In each case what I have been thinking about is that in the midst of these lives is Jesus.
In the midst of trouble and sin is Jesus.
In the midst of the stores were people are buying presents eagerly anticipating the joy they will bring is Jesus.
In the mother searching for the perfect gift for her children is Jesus.
I guess that Christmas is a hectic time, but it is also the time when Jesus comes into the chaos.
Not to tell us that everything is wrong, that we should think or feel different about Christmas but redefining the meaning of what we are doing.
On that first Christmas there are lots chaos and lots of things going on.
There is a census ordered by the political authorities.
There are plans to be made for traveling.
Then there is a birth.
There are shepherds hard at work in the fields.
There are Mary and Joseph with their own fears of being parents for the first time.
What makes the scene calm and bright is the glow of God.
“Peace” is the words from the angels, and we feel it not because everything is fine, but because Jesus has come into our lives.
This year I really enjoyed the work of Christmas.
I enjoyed being with my wife as we cooked and cleaned for Christmas festivities.
I enjoyed the chaos of getting our tree, putting it up, and decorating it.
I enjoyed sitting on the floor wrapping presents for the people we love.
I enjoyed taking my kids shopping so they could pick out a present for their mother.
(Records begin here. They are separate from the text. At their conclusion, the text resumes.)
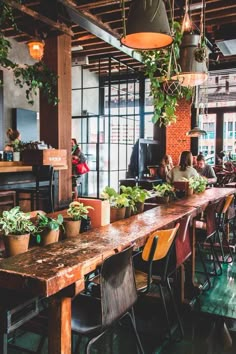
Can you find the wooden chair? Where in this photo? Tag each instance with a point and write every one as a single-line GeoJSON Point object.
{"type": "Point", "coordinates": [43, 189]}
{"type": "Point", "coordinates": [92, 316]}
{"type": "Point", "coordinates": [152, 268]}
{"type": "Point", "coordinates": [225, 217]}
{"type": "Point", "coordinates": [181, 188]}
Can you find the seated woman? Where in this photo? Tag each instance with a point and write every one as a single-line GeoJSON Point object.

In each of those things I saw and felt God working in the midst of them.
I am not sure it is useful to rail against the over commercialism of Christmas because it is the world that we live in.
It is a world so loved by God that he gave us his son to be our savior.
And Jesus presence in our world, in our lives is what changes everything.
It is what takes it from chaos to calm from fear to peace.
Jesus takes what is sin and makes it forgiveness.
Therefore we can embrace Christmas, all of it, instead of feeling guilty that we are not being more holy.
Because the Christmas story tells us that the holy shows up in what is thought to be unholy.
God shows up to shepherds in a manger, to a teenager mother, in a baby, to you and me.
What brings calm into our lives is not our actions not rejecting Christmas, not rejecting consumerism, but the redeeming grace of God.
Jesus is welcomed here.
Into our lives filled with busyness, with shopping, parties, and trees the savior is born.
So where has Jesus been for you this Christmas?
Where have you welcomed Jesus into your life so that he can save and redeem your life?
The theologian Meister Ekhart said, “What good is it that Mary gave birth to Christ so many years ago if we do not give birth to him today?”
In faith welcome Jesus into your life, because Jesus will bring calm and peace into your life.
What are the parts of your life that need saving?
What are the parts that need redeeming?
Jesus is welcomed here.
This week on NPR I was listening to segment where people would call in and tell stories about gifts they received.
All of the stories were heartwarming and really inspiring.
One of the callers told of when she was in second grade.
She noticed that the biggest present under the tree that year was for her.
It was from her godfather.
It was a globe and a Graham’s guide to the galaxy.
She said that her godfather “really got her”.
She still has the book and today she runs the Christa McAuliffe planetarium here in Concord.
She said it was the perfect gift.
Tonight we have been given the perfect gift.
God knows us so well that he gave all of us what we need.
Whatever it is that has been going on in your life God sent his son to save us, to give us peace.
What a perfect gift.
Jesus is welcomed here because Jesus is the perfect gift for us and our lives.
Jesus takes away the sin, guilt, fear, and worry.
And Jesus replaces it with peace calm.
With a silent night in a stable with teenage parents, and shepherds that visit.
Jesus replaces the darkness of the world with light.
As Isaiah foretold, “The people that walked in darkness have seen a great light.”
Tonight the darkness has lifted and God has given us the perfect present, the one we all need the one that sheds light on our lives.
So tonight open your hearts, minds, and spirit and in faith welcome Jesus Christ your savior into your life.